Summer temperatures are here! Please find below some information and recommendations for use during heatwaves.
- Drink regularly, even if you're not thirsty: prefer water and low-sugar tea to sugary drinks. Adjust your diet
Warning: Do not eat or drink at your workstation if it involves chemical, biological or radioactive contamination. You should therefore drink or eat in a separate room, after hand hygiene.
- Wear light-colored, lightweight clothing, preferably cotton, to help evaporation of sweat. Protect your head from the sun (helmet, cap, hat, etc.).
- Adapt your work rhythm and take more frequent breaks.
- Reduce or postpone intense physical effort and postpone arduous tasks until the cooler hours of the day.
- Stop working when you feel dizzy, lightheaded or very tired. These symptoms may indicate heatstroke.
- Immediately report any abnormal behavior on the part of a colleague to the first-aid attendant and his/her supervisor.
- Take extra care if you are taking medication or have recently been ill.
- Do not consume alcoholic beverages or drugs.
- If possible, open windows during the night (as long as safety and security principles are respected), or at the latest in the early morning.

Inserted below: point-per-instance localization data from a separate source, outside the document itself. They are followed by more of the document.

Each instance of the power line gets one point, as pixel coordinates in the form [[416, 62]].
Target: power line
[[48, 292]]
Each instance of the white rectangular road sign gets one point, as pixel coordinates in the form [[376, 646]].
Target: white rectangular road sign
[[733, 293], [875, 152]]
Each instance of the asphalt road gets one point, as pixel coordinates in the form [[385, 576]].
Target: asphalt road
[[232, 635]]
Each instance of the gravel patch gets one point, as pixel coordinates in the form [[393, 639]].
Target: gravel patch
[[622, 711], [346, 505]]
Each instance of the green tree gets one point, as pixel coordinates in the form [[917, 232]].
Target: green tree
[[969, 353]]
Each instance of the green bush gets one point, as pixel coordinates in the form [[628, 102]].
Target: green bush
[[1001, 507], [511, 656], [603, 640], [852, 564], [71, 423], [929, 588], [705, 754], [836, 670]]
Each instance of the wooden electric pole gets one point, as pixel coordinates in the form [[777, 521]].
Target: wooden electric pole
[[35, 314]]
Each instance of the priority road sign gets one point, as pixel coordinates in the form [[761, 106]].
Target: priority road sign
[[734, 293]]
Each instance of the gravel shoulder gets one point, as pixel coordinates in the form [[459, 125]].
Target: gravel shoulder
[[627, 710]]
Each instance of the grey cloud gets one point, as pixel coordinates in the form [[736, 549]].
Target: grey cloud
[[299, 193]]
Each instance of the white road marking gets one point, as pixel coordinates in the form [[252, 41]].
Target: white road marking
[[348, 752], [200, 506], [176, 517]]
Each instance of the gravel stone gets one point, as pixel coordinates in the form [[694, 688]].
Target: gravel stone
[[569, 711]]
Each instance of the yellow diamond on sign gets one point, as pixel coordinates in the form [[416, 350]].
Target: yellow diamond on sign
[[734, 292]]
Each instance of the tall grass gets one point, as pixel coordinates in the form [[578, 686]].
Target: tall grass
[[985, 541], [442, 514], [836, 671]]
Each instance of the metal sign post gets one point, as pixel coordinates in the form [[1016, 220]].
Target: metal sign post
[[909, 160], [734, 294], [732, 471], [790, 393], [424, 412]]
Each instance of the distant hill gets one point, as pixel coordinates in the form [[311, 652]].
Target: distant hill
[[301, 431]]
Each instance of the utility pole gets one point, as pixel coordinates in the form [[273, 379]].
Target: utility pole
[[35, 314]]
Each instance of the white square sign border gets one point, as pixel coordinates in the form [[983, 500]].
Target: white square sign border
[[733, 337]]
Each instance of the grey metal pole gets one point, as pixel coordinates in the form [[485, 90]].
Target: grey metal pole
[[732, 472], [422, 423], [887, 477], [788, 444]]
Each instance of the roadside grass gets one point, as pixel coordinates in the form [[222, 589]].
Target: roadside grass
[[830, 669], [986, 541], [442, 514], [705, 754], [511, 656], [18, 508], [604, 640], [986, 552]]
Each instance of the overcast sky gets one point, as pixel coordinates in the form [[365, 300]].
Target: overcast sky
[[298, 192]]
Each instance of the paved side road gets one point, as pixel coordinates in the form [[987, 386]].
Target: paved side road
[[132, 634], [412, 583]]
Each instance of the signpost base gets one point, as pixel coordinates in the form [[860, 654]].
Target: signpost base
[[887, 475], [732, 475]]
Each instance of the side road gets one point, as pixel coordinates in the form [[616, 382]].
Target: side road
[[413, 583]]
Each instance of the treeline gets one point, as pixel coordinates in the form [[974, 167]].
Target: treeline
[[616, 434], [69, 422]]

- Close windows and blinds during the day.
- Encourage air movement.
- Avoid exposure to sunlight as far as possible
- Cover your head
- Wear sunglasses with UV protection
- Use protective sun cream
- Wear clothing that covers or protects against UV rays
- Avoid heavy work in the afternoon (heat and ozone peak)
A few facts about risks
|Sunburn||Redness and pain, swelling, blisters, fever, headache|
|Heat cramps||Painful spasms (legs and abdomen), sweating|
|Exhaustion||Heavy sweating, weakness, cold and pale skin, weak pulse, normal body temperature.|
|Body temperature over 40°C, dry, hot skin, rapid, strong pulse, headache, nausea and vomiting, possible loss of consciousness, convulsions
Death possible due to thermoregulatory failure
Heat stroke: What to do?
- Alert or have alerted the emergency services: 115 for the Dorigny university site (or 021 692 20 00) or 144 elsewhere.

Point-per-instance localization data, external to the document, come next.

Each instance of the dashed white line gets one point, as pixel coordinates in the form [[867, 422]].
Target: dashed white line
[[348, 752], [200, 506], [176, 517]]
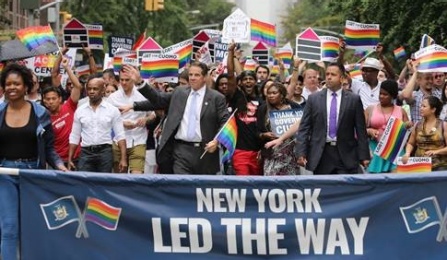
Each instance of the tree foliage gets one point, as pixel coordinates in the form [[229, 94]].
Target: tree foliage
[[401, 22], [129, 17]]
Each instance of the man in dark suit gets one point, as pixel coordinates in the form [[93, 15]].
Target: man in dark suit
[[196, 113], [332, 136]]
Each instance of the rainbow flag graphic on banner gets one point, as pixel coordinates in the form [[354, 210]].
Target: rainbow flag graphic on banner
[[163, 67], [414, 165], [432, 59], [393, 140], [95, 36], [285, 53], [361, 36], [426, 41], [399, 53], [329, 48], [184, 51], [227, 136], [34, 36], [263, 32], [102, 214]]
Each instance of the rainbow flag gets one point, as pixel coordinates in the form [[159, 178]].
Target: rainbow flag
[[102, 214], [393, 140], [329, 48], [95, 36], [361, 36], [163, 67], [399, 53], [432, 59], [227, 136], [263, 32], [285, 53], [426, 41], [184, 51], [250, 64], [34, 36], [120, 54], [415, 165]]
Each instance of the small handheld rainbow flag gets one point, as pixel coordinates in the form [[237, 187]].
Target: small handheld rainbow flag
[[227, 136], [163, 67], [34, 36], [102, 214], [432, 59], [426, 41], [393, 140], [184, 51], [414, 165], [361, 36], [329, 48], [263, 32], [399, 53]]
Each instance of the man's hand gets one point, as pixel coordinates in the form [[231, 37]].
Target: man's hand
[[211, 147], [302, 161]]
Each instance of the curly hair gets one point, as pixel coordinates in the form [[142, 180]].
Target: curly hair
[[20, 70]]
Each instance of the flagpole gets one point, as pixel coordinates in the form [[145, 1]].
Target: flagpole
[[232, 115]]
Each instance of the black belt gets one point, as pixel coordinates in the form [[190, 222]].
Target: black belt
[[195, 144], [20, 159], [332, 143], [95, 148]]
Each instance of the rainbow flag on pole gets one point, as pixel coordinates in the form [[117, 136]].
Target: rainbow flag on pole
[[393, 140], [329, 48], [184, 51], [426, 41], [263, 32], [227, 136], [399, 53], [102, 214], [34, 36], [285, 53], [432, 59], [414, 165], [163, 67], [361, 36]]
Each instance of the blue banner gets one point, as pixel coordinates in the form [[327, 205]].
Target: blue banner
[[112, 216]]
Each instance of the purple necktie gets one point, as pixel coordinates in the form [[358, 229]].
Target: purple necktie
[[333, 116]]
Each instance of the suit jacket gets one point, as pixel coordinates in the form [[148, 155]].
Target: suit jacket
[[213, 116], [352, 140]]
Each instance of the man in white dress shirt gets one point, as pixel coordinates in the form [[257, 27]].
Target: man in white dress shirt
[[94, 123], [134, 122]]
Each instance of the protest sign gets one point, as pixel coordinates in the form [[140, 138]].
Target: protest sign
[[282, 120], [308, 46], [236, 27]]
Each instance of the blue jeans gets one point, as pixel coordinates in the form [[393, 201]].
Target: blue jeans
[[9, 208]]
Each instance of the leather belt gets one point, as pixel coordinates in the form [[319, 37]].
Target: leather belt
[[96, 148], [194, 144], [332, 143]]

- Cool down: Take the person to a cool place, lay them down and cool them down by wrapping them in a cool, damp sheet or by applying a towel moistened with cold water to their face and body.
- If she is conscious, give her fresh water often and in small quantities to avoid dehydration.
- If she's unconscious, put her in the lateral position and wait for help.
In all cases, even if the victim's condition improves rapidly, it is advisable to consult a doctor, especially if the victim is a child.
Fill a small spray bottle with fresh water and spray your face and arms.
For reasons of hygiene, change the water and clean your spray regularly.
You can also wet a cotton scarf completely and wear it around your neck.